Procrastinating writers must have very clean kitchens.
So, I came back to my desk, opened my notebook, and set my timer for five minutes. I looked at my list of prompts: “I’m thinking about.” Ok, go.
I wrote half of that five minutes about why I couldn’t find anything to write about.
And then, as the timer was going off, I wrote, “maybe I’m trying too hard.”
Think of something you love doing: for me I would pick running or writing or playing the piano. When I am truly doing any of those things for me and without an agenda or expectation, I feel free. I feel like I could do it forever. It’s a flow state, it’s a wave of momentum, it’s tapping into some part of me that just wants to be free. It comes naturally, and even if it’s hard or I’m tired, I at least trust myself that I know how to do it. The fundamentals are there.
Now, think of something you’re learning to do. Maybe something you have to think a lot about. For me, I would pick learning how to kiteboard. The moments of flow and ease are far between moments of remembering what to do and crashing and failing and ohmygodI’muppleasedon’tfall. Each time I go out, the ratio of those moments shifts, and I get glimpses into the future of feeling like, yeah, I got this. I’ve noticed that the moment I start thinking too hard about where the kite needs to go and where my board is and ten steps into the future, I start overflying the kite, I start trying to force myself to stand up, and I fall.

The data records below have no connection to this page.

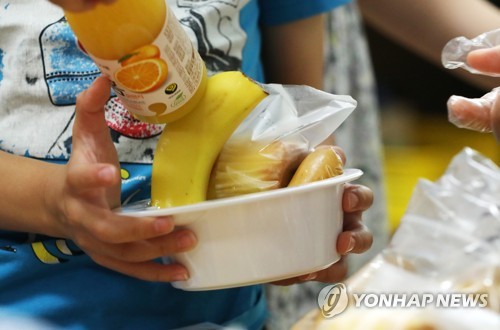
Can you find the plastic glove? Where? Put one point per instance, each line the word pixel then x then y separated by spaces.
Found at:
pixel 480 55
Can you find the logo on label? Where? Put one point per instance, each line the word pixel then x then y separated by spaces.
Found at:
pixel 333 300
pixel 171 89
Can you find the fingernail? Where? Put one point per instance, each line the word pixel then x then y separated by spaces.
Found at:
pixel 163 224
pixel 182 276
pixel 309 277
pixel 352 243
pixel 186 240
pixel 352 200
pixel 106 172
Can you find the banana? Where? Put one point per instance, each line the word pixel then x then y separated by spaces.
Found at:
pixel 320 164
pixel 188 147
pixel 245 167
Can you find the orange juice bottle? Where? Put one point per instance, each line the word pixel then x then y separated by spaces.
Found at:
pixel 141 46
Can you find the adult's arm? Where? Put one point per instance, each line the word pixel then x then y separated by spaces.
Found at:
pixel 425 26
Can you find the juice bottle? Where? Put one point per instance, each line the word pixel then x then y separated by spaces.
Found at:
pixel 141 46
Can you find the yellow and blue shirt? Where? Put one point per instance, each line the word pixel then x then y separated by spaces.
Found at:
pixel 42 70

This tendency to try too hard is, for me, more apparent with activities I’m not as comfortable with or that are new. It’s easier to make the connection between force leading to tension, and trust leading to ease. As soon as I bring myself back to the basics, things start to flow again, and the tension eases.
But it’s easy to overthink even those things I love to do. The aspect of running and writing that make them joyful for me is the fact that I can just let it pour out of me. Even if I have a goal in mind, either a pace or a word count, if I focus on the process rather than the outcome, the miles will tick by, the words will come, and I’ll meet my goal because I was enjoying the process.
The moment I switch to focusing on the outcome, I start trying to force it to happen. I strain and agonize, I get hung up on what’s not going right, I get angry and say things like, “why can’t I just” or “if only I could” or “I should just be able to.” It’s a vicious cycle, as soon as that mindset takes over, it’s so hard to turn it off. The more I force, the more I feel tension, and the more I want to succeed at whatever I’m doing in order to ease the tension, so I force more.
The moment I let go, I give myself permission to just do the thing without expectation, without judgment. Run for the sake of running. Write for the sake of writing. Because it’s fun, because it brings me joy, because it makes me feel alive.
The moment I let go, my voice has a chance to be heard, and I can tap into my inner core, the part of me that hasn’t succumbed to the shoulds and have-tos of the world, the part of me that runs like a child through the field, that writes stories with fervor just to see what happens, that plays and laughs and gets up after she falls, eager to do it again.